Pity Heidi Brumback and myriad other small-business owners like her. More than a year after the end of the recession, Brumback’s customers still put off paying their bills, and her vendors still clamor for their money.

Receivables for her Hoosier Equipment Service Inc. averaged about 60 days before the recession; now, the “float” has swelled to 100 days.

Brumback is waiting nearly twice as long for her money because the environmental consultants who use her firm to haul away contaminated earth are being paid later by general contractors, which are being paid later by property owners and developers.

The Zionsville businesswoman understands her customers’ predicaments. She nonetheless feels she has little choice but to delay paying the landfills and the companies that haul in fresh dirt.

But Brumback hasn’t been able to shift enough of the shortfall to avoid giving herself a salary cut and carrying out the company’s first layoff, albeit a small one.

“People are short on cash, with the economy,” she said. “You’re working a lot harder to make less. We’re in survival mode right now.”

If there’s good news for recession survivors, it’s that the trend toward longer receivables appears to have leveled off.

What’s less clear is how soon—or even whether—receivables will return to the 30 days that was standard for most businesses before the recession began in December 2007.

A spot check of Indianapolis-area accounting firms reveals that companies of all stripes are still putting off paying bills as long as possible to conserve precious operating capital.

R.J. Pile & Co. LLC Tax Director Carol Howard has watched the benchmark rise to 45 days, and Larry Greenwalt, managing partner of Greenwalt CPAs Inc., is seeing a lot of 50-day receivables. In some cases, particularly in construction, he said, the lags extend to a ripe 120.

The economy clearly fueled the trend. But Greenwalt believes hard times only accelerated a practice that took root a couple of years before the recession of businesses’ using their vendors to replace or supplement bank credit lines.

As small companies scratch together operating capital, they confront a delicate dance with customers. Push too aggressively, and customers might take their business elsewhere; wait passively, and the check might never arrive.

Howard said businesses with the best track records of getting paid establish relationships with customers: “The more you know the person you’re doing business with, the more you’re going to cooperate and pay your bill on time.”

Allowing receivables to languish too long is risky. Banks typically consider bills unpaid for 90 days or more uncollectible.

Hoosier Equipment Service cut costs across the board and saw costs fall even further when two longtime managers left and were not replaced.

Compensating for the lengthy receivables by bidding projects at higher prices isn’t an option, Brumback said. So many companies are hungry for work of any kind that low-ball proposals have become the norm.

Not every small business is still in the wringer.

Robb Fine, co-owner of Fine Promotions Inc., also in Zionsville, saw his receivables climb from an average of 39 days before the recession to about 47 days during the toughest times, then recede to 39 late last year.

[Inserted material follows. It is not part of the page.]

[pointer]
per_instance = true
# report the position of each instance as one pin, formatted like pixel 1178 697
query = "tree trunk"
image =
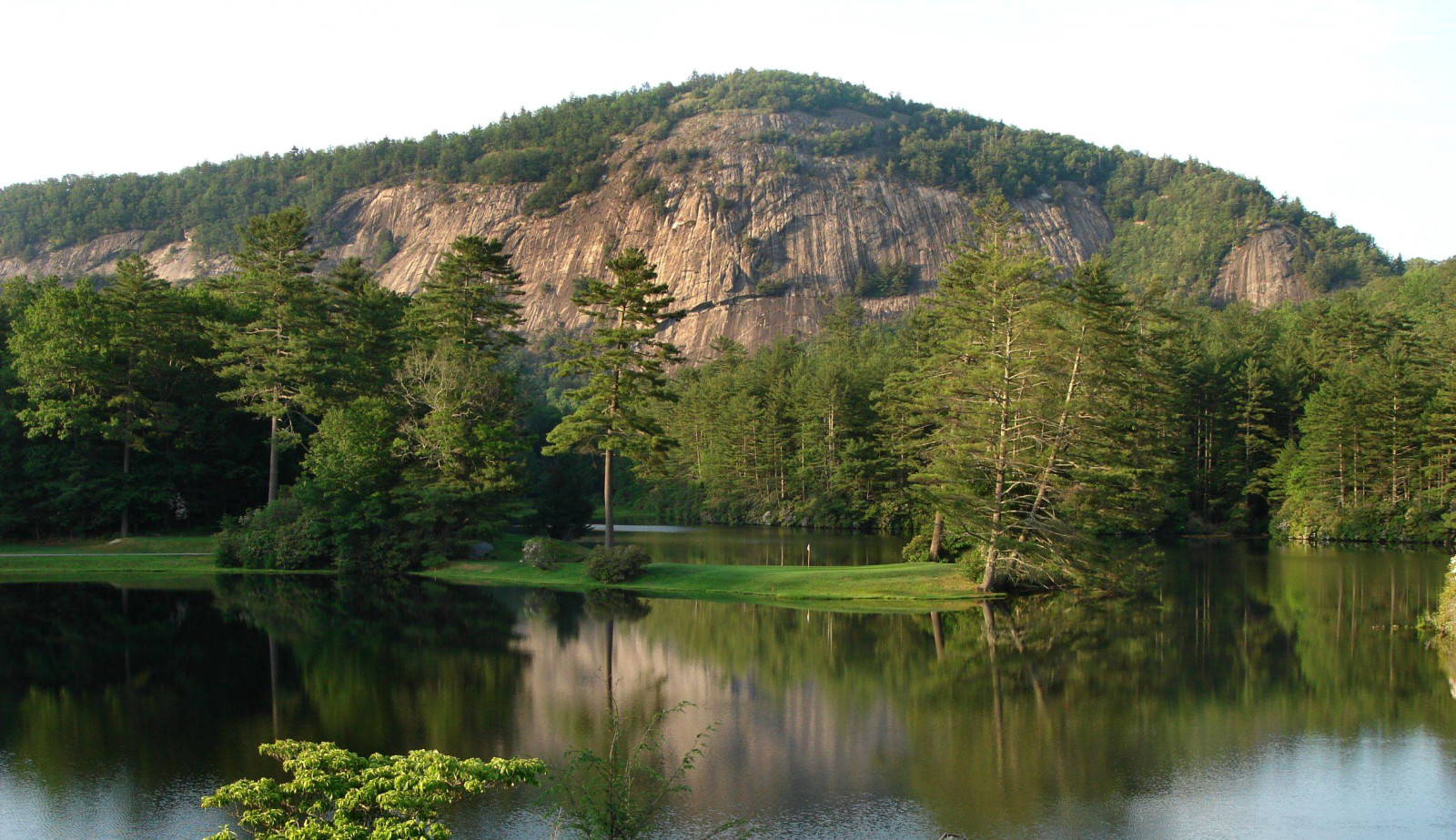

The company, which puts company logos on such items as luggage and crystal, survived by cutting strapped customers some slack when times were toughest, but also by watching receivables like a hawk.

“It’s all about the practices you do,” Fine said. “If you allow [customers] to stretch you, they will.”

Uncertain future

Whether receivables return to old standards remains to be seen.

Greenwalt, the CPA, sees a leveling off and expects the new normal to settle at about 45 days. He sees no evidence of 30 days making a comeback.

Howard sees receivables as a “lagging indicator” of the economy. Businesses will pay on time only after they’re flush with money and feel they can afford to.

Paying late isn’t the right thing to do, she said, but added that companies will take advantage of slack as long as they can get away with it.

“Just the nature of things, it’s going to be a while before things, if ever, go back to 30” days, Howard said.

However, another observer predicts a swing back to 30 days within a couple of years.

Mike Brittian, president and chief operating officer of the Great Lakes region of the National Association of Credit Management, a not-for-profit of businesses offering commercial credit, said the number of days needed to collect on invoices could shrink surprisingly fast as the economy improves.

Already, the average size of receivables placed with a collection agency operated by the organization has begun to wither. The average in Indiana peaked at $2,773 in 2008 and then dropped steadily to $2,350 last year, Brittian said.

As the recession wore on, surviving businesses collected larger and larger contracts, then some of those companies went sour, driving up the amounts sent to collection agencies, he said.

Now the size of those placements are in retreat, and the size will continue to shrink as the economy improves and new businesses begin to nab contracts.

Ultimately, the improved economy will position businesses to demand prompt payments from customers.